屈強なフィジカルと足元のうまさを兼ね備えた清水(右)の存在が、西武台の攻撃に新たなバリエーションをもたらした 【岩本勝暁】

「西武台」と聞くと、かたくなにボールをつなぐ多彩な攻撃サッカーのイメージがある。それは、日常のトレーニングから個々のアイデアを生かし、狭いスペースでのパス回しを中心に行っているということもあるが、昨年度のチームが三浦大輝(現流通経済大)のようなテクニカルなタレントをそろえ、彼らの織り成すイマジネーションに富んだパスサッカーが非常に鮮烈なイメージとして脳裏に焼き付いているからだった。

 ただし今年のチームのテイストは、例年とは若干異なる。もちろん、西武台の持つコンセプトが根底にあるため、つなげるところは丁寧につないでいくのだが、それ以上にディフェンスラインから放たれる前線へのフィード、あるいはサイドハーフはもとより、サイドバックまでもが低い位置からアーリークロスを上げる場面が目立つ。

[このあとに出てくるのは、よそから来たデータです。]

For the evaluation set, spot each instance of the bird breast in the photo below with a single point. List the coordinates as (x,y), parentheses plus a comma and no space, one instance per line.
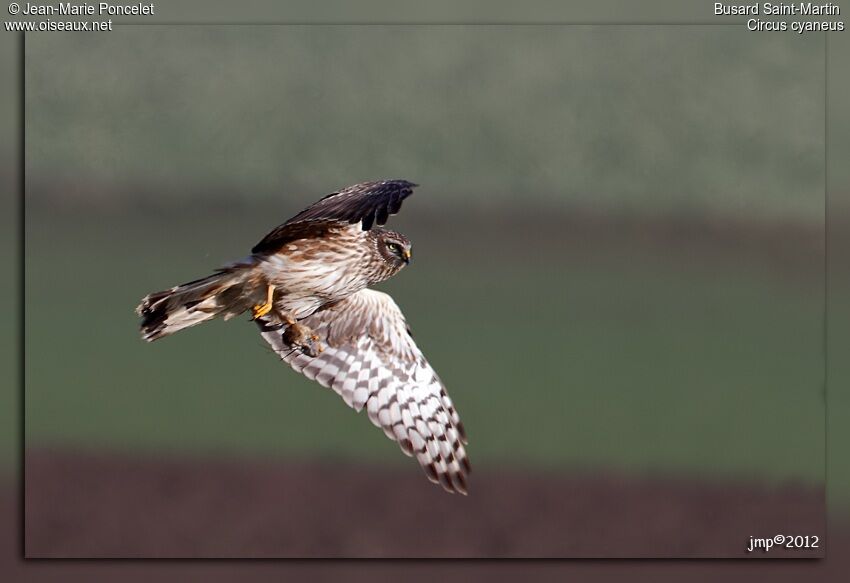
(311,273)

 その最大の要因は、FW清水慎太郎の存在にある。清水は大宮アルディージャへの入団が内定しており、身長176センチと上背は決して高くはないが、優れた身体能力と抜群のフィジカルを誇り、相手DFとのボディーコンタクトでもほとんど競り負けない規格外のストライカーである。キャプテンの松本和樹は清水をこう評する。
「清水はフィジカルが強くてボールをキープできる。ちょっとルーズなボールでも何とかしてくれる」

 作陽戦で清水が挙げた先制弾は、まさにこの形がピタリとはまったものだった。前半22分、右サイドバック澤本玲がゴール前にクロスを送る。清水が「裏を狙っていたけど、足元に来た」と振り返ったように、このクロスは出し手と受け手のイメージが合致していなかったのだが、清水はDFを引き連れて走りながら後ろ向きでトラップすると、その勢いのままクルリと反転し、前にボールを落とすとともに右足のシュートで鮮やかなゴールを決めたのである。

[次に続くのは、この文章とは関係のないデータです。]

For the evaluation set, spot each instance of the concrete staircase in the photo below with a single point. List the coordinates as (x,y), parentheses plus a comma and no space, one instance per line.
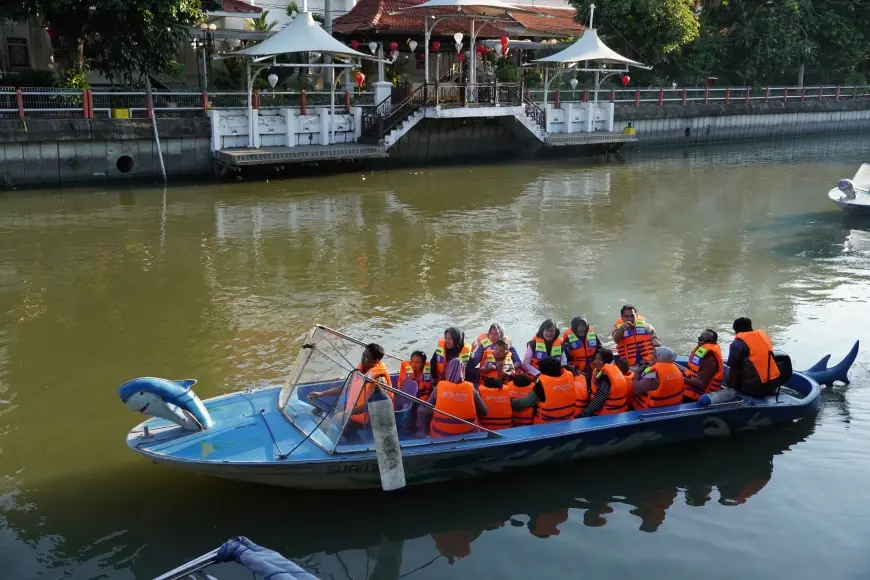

「あれは僕の得意な形でした」と清水は笑みを見せたが、並のFWでは反転の際にボディーバランスを崩すか、トラップした途端に相手DFに囲まれてなすすべを失うだろう。そうそうできるプレーではない。

「戦術は清水」のチームではない

応援してくれた仲間に祝福される清水(14番)。狙うは埼玉県勢29年ぶりとなる優勝だ 【岩本勝暁】

 また、前半28分のプレーも圧巻だった。後方からのフィードに対して、走りながら右足アウトサイドでトラップし、巧みに足元に落とした後は豪快に右足を振り抜いた。もちろんDFを引き連れながらである。このシュート場面は先制点と同等のインパクトがあったが、惜しくもバーをたたいた。得点には至らなかったが、清水の高い能力を物語るには十分すぎるプレーだった。

 さらに後半21分の追加点の場面。清水は「阿部(祐希)のクロスが良かったから合わせるだけだった」と謙遜(けんそん)気味に語ったものの、猛然とスペースへ飛び込み、頭で合わせてネットに突き刺したゴールからも、彼の持つパワーを感じさせた。こうした、清水という“武器”を生かすために、後方からのフィードや外からのクロスが増えるのは、当然の戦い方なのではないだろうか。

 ただ、西武台は1本のロングフィードだけに頼る「戦術は清水」のチームではないことだけは強調しておきたい。西武台本来の「つなぐ」というコンセプトもしっかり踏襲されており、長いボールとつなぎのメリハリを効かせている。清水は一発のフィードに対応するプレーだけでなく、ポストプレーにも長けているため、本来の西武台のコンセプトで戦う場合にも屈強なフィジカルと足元のうまさでくさびのパスを懐へ入れ、局面でパスサッカーを展開する際にも多大なアクセントを与えることができる。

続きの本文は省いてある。